Thursday, 11 February 2010

Hero Worship

We went to see Les Murray read his poems last night. Once again (Simon Russell Beale was the first) a stout man wins my heart. He read from his published poems in the first half and then from his new collection, which is coming out in April, in the second half (I will be buying it). He had the air throughout of not wanting to burden us, as if he believed we hadn't really all left our houses especially to listen to him.
Someone asked at the end whether he started with an idea or a feeling when he began to write a poem. Like Auden, he seemed to think that ideas were the worst way to begin.
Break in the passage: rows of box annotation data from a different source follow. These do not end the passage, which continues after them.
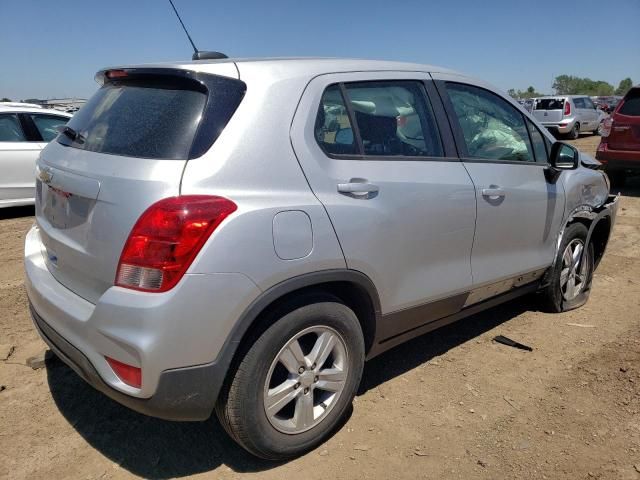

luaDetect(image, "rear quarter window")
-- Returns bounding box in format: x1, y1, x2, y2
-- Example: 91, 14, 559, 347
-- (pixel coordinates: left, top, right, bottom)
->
618, 88, 640, 117
58, 75, 246, 159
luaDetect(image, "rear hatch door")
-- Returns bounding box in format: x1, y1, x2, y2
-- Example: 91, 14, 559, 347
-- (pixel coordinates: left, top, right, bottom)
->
608, 88, 640, 151
533, 97, 564, 123
36, 68, 245, 303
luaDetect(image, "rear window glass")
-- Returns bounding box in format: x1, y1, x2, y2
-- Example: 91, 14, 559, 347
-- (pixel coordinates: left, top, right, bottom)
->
618, 88, 640, 117
58, 74, 246, 159
535, 98, 564, 110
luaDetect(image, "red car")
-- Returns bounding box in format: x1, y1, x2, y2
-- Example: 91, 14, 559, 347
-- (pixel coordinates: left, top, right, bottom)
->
596, 85, 640, 186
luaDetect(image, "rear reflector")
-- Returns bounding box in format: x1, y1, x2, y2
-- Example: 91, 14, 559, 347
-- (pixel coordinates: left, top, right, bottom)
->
104, 357, 142, 388
115, 195, 237, 292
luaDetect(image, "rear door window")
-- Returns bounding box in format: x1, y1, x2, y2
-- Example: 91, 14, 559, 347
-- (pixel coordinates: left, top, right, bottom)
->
58, 74, 246, 159
446, 83, 535, 162
31, 114, 69, 142
315, 85, 358, 155
345, 80, 444, 157
535, 98, 564, 110
618, 88, 640, 117
0, 113, 27, 142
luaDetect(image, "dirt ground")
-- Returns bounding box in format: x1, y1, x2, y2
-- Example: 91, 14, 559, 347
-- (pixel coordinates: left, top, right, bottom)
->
0, 137, 640, 480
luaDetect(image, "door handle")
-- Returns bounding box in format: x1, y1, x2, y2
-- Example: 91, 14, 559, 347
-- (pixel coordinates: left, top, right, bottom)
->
338, 179, 380, 195
482, 186, 505, 198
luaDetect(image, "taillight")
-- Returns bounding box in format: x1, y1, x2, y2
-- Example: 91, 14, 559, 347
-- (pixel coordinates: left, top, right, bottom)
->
115, 195, 237, 292
104, 357, 142, 388
600, 117, 613, 138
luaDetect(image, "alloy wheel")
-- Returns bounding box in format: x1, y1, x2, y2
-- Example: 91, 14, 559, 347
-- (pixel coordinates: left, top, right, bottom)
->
560, 238, 589, 301
263, 326, 349, 434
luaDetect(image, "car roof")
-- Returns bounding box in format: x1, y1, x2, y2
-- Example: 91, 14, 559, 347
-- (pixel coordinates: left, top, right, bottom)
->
0, 105, 72, 118
104, 57, 461, 77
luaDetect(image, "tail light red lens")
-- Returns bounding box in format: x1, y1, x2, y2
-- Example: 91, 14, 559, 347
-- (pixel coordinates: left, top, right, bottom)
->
104, 357, 142, 388
115, 195, 237, 292
600, 117, 613, 138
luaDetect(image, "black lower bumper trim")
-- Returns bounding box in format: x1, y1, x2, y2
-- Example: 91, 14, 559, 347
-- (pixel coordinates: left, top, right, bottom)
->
29, 305, 224, 421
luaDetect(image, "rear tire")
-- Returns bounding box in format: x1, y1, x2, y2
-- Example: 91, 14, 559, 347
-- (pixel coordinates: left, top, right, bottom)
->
593, 120, 604, 137
541, 223, 594, 313
216, 295, 365, 460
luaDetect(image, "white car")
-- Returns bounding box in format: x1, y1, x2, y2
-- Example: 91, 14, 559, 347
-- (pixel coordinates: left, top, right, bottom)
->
0, 103, 71, 208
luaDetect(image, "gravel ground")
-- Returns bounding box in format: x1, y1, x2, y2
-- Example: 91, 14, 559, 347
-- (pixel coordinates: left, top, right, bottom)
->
0, 137, 640, 480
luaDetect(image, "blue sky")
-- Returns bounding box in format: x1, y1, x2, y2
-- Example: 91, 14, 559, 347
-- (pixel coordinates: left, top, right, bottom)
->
0, 0, 640, 100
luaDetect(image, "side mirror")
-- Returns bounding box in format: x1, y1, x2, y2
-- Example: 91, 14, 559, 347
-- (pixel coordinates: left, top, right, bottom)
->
549, 142, 580, 170
336, 128, 353, 145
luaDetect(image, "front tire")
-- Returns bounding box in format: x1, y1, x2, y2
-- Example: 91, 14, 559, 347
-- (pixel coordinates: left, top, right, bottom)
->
606, 170, 627, 187
567, 122, 580, 140
216, 296, 365, 460
542, 223, 594, 313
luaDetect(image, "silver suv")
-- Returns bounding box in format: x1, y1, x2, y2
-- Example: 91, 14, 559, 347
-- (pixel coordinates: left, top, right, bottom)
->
25, 59, 617, 459
0, 106, 71, 208
533, 95, 604, 140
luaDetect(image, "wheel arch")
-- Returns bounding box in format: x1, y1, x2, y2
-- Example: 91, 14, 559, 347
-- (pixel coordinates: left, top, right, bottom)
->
216, 269, 381, 386
555, 205, 614, 269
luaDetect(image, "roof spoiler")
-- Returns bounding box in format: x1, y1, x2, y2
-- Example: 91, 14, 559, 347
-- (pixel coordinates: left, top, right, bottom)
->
191, 50, 229, 60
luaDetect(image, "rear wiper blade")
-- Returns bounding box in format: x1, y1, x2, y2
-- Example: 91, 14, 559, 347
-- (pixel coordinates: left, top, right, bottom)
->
58, 125, 84, 143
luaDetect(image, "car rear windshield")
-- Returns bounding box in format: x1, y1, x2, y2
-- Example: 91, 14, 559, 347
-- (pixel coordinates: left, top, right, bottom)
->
58, 75, 245, 159
618, 88, 640, 117
535, 98, 564, 110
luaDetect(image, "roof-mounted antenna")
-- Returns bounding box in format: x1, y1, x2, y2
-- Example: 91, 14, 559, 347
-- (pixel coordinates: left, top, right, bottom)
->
169, 0, 229, 60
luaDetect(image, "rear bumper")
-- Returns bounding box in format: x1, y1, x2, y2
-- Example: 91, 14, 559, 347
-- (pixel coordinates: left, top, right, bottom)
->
24, 226, 260, 420
596, 142, 640, 172
30, 305, 226, 421
541, 121, 575, 135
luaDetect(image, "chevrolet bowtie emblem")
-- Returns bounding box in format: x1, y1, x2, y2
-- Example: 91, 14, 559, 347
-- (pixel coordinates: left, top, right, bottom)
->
38, 168, 53, 185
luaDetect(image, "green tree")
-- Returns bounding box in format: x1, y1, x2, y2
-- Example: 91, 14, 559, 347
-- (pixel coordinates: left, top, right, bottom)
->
507, 86, 543, 100
553, 75, 615, 96
616, 77, 633, 95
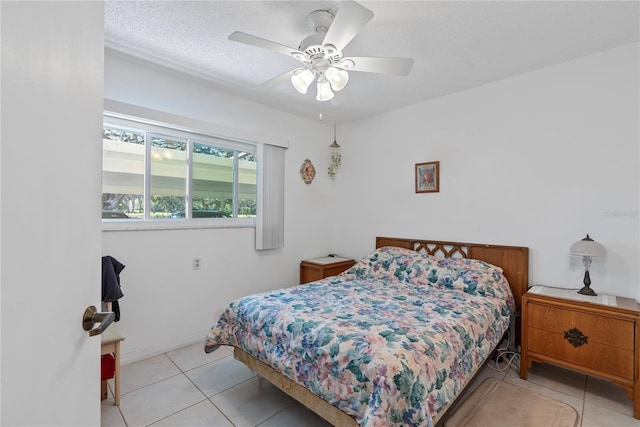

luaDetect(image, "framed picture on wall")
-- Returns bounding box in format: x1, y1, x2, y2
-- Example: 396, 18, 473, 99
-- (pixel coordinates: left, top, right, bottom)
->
416, 162, 440, 193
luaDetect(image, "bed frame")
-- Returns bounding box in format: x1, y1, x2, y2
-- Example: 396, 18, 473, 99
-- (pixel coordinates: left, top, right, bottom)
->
234, 237, 529, 427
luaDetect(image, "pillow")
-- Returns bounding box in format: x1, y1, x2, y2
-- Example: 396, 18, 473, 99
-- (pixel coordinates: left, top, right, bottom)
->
342, 246, 511, 299
343, 246, 438, 285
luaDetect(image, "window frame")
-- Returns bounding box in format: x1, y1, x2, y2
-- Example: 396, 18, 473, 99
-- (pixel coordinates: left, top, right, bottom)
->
101, 111, 260, 231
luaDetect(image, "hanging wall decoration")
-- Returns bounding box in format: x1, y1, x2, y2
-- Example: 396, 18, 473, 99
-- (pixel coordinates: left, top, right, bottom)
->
300, 159, 316, 185
328, 124, 342, 181
415, 162, 440, 193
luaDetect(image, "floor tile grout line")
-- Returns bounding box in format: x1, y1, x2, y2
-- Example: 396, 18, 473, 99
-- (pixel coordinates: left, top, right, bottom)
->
120, 372, 184, 398
207, 396, 240, 427
145, 396, 209, 427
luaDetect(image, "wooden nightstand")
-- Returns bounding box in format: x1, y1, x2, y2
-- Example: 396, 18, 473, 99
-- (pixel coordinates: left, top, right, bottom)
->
300, 257, 356, 283
520, 286, 640, 419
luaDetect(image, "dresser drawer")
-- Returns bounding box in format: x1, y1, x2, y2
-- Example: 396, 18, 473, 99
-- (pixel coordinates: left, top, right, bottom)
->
527, 303, 635, 351
520, 285, 640, 419
527, 327, 634, 380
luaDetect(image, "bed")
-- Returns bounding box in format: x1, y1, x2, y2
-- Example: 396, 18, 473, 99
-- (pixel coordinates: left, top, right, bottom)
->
205, 237, 529, 426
At one point he told the story of his grandfather asking his father to cut down a tree at the end of a day of felling. His father objected, saying the tree was no good, rotten and full of white ant, and he wouldn't. The grandfather got the younger son to do it. In the process, the younger one landed it on himself and died. The grandfather blamed Murray's father for the rest of his life, exacting small, petty revenges. It was easier than contemplating the possibility that it was he himself who was to blame, Murray suggested.
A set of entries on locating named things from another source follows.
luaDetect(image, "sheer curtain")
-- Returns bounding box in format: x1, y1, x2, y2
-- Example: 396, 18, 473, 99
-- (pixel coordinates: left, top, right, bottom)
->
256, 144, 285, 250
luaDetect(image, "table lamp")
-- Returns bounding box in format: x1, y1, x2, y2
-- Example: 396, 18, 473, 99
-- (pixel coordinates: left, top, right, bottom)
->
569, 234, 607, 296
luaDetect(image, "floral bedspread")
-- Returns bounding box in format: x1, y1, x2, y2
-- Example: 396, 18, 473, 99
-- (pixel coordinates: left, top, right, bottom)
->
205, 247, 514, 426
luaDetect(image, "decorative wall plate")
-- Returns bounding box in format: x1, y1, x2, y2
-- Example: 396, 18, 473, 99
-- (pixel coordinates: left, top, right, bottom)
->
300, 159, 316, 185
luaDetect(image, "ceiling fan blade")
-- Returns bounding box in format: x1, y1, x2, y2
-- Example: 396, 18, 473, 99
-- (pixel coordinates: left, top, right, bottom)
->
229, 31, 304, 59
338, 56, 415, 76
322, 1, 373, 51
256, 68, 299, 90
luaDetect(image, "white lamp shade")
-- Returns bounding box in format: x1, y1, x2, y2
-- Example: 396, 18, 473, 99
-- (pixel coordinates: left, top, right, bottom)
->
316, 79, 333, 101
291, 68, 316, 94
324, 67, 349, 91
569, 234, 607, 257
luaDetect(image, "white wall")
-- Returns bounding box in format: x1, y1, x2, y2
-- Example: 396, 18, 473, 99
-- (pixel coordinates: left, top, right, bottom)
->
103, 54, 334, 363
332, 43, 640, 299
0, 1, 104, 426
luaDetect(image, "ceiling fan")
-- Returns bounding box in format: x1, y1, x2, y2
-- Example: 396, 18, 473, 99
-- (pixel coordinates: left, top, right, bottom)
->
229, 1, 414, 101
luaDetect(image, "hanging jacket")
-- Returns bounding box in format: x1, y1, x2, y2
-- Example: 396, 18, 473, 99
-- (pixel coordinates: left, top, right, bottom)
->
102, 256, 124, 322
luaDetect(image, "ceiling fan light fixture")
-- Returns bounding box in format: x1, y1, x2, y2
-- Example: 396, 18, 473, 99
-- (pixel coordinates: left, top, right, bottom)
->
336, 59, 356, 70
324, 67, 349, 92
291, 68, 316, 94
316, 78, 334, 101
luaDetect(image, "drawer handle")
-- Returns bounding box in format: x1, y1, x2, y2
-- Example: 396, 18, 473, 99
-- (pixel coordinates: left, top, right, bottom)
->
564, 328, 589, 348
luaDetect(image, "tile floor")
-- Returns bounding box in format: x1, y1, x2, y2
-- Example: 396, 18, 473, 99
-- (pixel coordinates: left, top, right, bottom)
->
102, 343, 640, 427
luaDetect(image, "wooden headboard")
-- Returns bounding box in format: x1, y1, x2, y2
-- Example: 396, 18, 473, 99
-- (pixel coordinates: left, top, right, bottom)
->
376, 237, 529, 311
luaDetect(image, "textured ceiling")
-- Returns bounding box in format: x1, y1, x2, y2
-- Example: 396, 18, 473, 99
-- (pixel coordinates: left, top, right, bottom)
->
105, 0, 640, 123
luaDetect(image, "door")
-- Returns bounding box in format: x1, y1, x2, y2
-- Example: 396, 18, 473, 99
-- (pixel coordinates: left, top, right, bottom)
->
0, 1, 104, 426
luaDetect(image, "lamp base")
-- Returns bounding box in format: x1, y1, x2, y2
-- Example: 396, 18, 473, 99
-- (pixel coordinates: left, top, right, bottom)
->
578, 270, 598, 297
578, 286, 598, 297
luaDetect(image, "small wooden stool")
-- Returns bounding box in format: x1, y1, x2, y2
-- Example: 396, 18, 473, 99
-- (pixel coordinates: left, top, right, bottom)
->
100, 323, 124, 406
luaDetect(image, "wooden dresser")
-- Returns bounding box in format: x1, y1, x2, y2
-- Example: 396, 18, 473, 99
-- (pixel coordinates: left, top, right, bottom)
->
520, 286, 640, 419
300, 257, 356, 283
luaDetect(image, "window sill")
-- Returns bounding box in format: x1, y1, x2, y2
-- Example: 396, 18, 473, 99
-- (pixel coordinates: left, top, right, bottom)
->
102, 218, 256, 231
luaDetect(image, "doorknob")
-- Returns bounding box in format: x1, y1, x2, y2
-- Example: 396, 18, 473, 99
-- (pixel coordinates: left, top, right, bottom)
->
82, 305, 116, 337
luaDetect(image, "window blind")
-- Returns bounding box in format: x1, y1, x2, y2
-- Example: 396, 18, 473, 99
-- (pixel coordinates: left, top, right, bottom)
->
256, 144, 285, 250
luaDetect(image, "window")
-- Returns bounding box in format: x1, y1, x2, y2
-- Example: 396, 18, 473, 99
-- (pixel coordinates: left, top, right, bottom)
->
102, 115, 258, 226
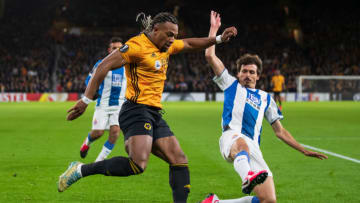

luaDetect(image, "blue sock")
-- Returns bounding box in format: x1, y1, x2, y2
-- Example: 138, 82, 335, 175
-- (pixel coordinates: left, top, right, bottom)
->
104, 140, 115, 150
251, 196, 260, 203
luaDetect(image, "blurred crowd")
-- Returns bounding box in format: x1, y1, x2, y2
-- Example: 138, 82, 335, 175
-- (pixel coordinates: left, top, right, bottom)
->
0, 0, 360, 92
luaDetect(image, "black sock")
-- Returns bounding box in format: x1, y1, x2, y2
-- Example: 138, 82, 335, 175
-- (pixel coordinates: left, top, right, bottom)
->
81, 156, 144, 177
169, 164, 190, 203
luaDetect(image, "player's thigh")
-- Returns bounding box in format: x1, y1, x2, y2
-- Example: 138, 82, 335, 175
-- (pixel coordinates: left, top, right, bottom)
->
245, 138, 273, 176
153, 136, 188, 164
125, 135, 153, 169
109, 111, 120, 136
153, 118, 187, 164
253, 176, 276, 203
92, 108, 109, 130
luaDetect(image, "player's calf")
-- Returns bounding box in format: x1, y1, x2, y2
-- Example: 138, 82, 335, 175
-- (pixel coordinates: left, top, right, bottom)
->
242, 170, 268, 194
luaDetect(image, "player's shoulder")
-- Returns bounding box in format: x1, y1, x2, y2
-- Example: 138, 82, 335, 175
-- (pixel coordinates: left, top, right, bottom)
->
125, 34, 146, 48
257, 89, 270, 97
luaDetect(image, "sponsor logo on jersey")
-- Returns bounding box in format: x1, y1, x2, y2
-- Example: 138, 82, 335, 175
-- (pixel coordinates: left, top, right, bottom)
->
246, 94, 261, 110
119, 44, 129, 53
155, 60, 161, 70
111, 74, 122, 87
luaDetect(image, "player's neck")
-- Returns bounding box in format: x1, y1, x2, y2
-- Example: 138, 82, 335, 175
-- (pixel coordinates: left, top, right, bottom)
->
144, 32, 160, 49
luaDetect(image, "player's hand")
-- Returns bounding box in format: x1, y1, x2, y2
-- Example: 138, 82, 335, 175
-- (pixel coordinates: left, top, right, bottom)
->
210, 11, 221, 30
221, 27, 237, 42
66, 99, 88, 121
304, 150, 328, 160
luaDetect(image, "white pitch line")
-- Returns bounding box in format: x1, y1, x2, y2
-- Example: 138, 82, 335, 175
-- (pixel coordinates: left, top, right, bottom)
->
300, 143, 360, 164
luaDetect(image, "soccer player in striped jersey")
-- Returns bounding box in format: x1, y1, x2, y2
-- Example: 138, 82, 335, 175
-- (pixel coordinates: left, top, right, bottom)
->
202, 13, 327, 203
58, 12, 237, 203
80, 37, 126, 162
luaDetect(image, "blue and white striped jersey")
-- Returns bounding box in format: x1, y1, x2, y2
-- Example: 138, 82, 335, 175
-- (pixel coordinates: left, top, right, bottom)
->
214, 69, 283, 145
85, 60, 126, 108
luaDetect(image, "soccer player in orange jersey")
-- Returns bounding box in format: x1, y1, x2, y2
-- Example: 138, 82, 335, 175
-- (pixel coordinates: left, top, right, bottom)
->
58, 12, 237, 203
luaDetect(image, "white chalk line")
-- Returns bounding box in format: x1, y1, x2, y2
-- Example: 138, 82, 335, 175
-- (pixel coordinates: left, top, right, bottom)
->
300, 143, 360, 164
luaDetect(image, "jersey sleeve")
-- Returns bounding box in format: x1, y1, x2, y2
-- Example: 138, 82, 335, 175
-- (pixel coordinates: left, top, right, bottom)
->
213, 68, 236, 91
265, 94, 284, 124
119, 40, 141, 63
168, 40, 184, 54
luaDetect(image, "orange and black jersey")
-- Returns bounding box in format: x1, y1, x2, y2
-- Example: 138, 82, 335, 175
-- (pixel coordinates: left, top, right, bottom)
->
119, 33, 184, 108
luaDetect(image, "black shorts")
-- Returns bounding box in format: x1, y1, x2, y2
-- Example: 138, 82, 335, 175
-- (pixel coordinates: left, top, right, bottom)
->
119, 101, 174, 141
274, 92, 281, 97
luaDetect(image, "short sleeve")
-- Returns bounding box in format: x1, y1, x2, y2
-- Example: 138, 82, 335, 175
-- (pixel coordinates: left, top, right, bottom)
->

I'd never read Quintets for Robert Morley, which identifies with the fat: 'We were probably the earliest civilized, and civilizing, humans,' it says, 'Never trust a lean meritocracy
nor the leader who has been lean'
Its final proposition:
'had Newton not been a mere beginner at gravity
he might have asked how the apple got up there
in the first place. And so might have discerned
an ampler physics.'
drew much laughter. Murray grinned at the audience after that: 'We like being liked too,' he observed, presumably on behalf of the poem's subjects.
Although I suspect fame and celebrity would be the last things Murray wants, I wish he was more widely recognised as a great man. But as he says, describing his arrival in Hollywood, in the poem Opening in England, (which he didn't read last night):
... Poets are nothing
in that profit vortex. Entertainment
and all the decorations of satiety
were craft, but poetry was a gent
always, regaled with gifts, not money.